Da die Berliner Behörden die Abschiebung entgegen den Vereinbarungen mit der UNMIK-Zivilverwaltung des Kosovo über die Rücknahme von Flüchtlingen trotz Traumatisierung und fehlenden Behandlungsmöglichkeiten im Kosovo vollzogen hatten, wurde die Familie von UNMIK wieder zurück geschickt und am 17.03. über Podgorica und Frankfurt/M. nach Berlin gebracht. Hier wurde der Familienvater erneut in Abschiebehaft genommen. Im Abschiebegefängnis Grünau befindet sich auch der 19jährige Sohn der Familie, der am 16.03. in Haft genommen, aber nicht mit abgeschoben wurde.

Unter den am 15. März in Berlin inhaftierten und am 16.03. zur Abschiebung nach Düsseldorf transportierten Flüchtlingen war zudem die 22jährige Frau I., deren durch den Krieg traumatisierte hier lebende Eltern nach gutachterlicher Stellungnahme des Berliner Behandlungszentrums für Folteropfer zwingend ihrer Unterstützung bedürfen. Für Frau I. ist zudem noch ein Petitionsverfahren auf Aufenthaltsgewährung anhängig. Diese Abschiebung wurde vom Verwaltungsgericht Berlin gestoppt, als Frau I. sich bereits am Düsseldorfer Flughafen befand. Frau I. wurde darauf erneut ins Abschiebegefängnis Grünau eingeliefert.

Dabei hatte der Flüchtlingsrat gehofft, dass eine erst in der vergangenen Woche von der Innenverwaltung angekündigte Änderung der Weisung für kriegstraumatisierte Flüchtlinge aus dem Kosovo ein Bleiberecht in Form einer Aufenthaltserlaubnis ermöglichen wird. Anlass für die aktuelle Weisungsänderung sind Auskünfte des Bundesamtes für Flüchtlinge und Migration zu nach wie vor fehlenden psychiatrischen Behandlungsmöglichkeiten im Kosovo.

Die gutachterlichen Stellungnahmen zur Traumatisierung der zur Abschiebung festgenommenen Flüchtlinge hätten aus Sicht des Flüchtlingsrates im Hinblick auf die geänderte Weisung berücksichtigt werden müssen. Zudem ist überhaupt nicht nachvollziehbar, weshalb Herr S. und Frau I. erneut in Abschiebehaft genommen wurden, obwohl ihre Abschiebung gar nicht möglich ist.

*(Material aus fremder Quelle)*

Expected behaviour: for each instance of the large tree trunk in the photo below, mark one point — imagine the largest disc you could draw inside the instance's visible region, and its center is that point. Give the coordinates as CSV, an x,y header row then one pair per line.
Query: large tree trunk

Diese Vorfälle tragen nicht zu einer berechenbaren Flüchtlingspolitik in Berlin bei.

  • * Der Flüchtlingsrat fordert die Innenverwaltung auf, die angekündigte Weisungsänderung für traumatisierte Flüchtlinge aus dem Kosovo umgehend in Kraft zu setzen.
  • * Die betroffenen Flüchtlinge sollen unverzüglich aus der Abschiebehaft entlassen werden.
  • * Der Flüchtlingsrat fordert die Innenverwaltung auf, die Inhaftierung minderjähriger Kinder zu unterlassen. Die Umstände der wiederholt festzustellenden Inhaftierung minderjähriger Kinder im Polizeigefängnis Grünau erscheinen rechtlich mehr als fragwürdig und bedürfen aus Sicht des Flüchtlingsrates einer näheren Untersuchung.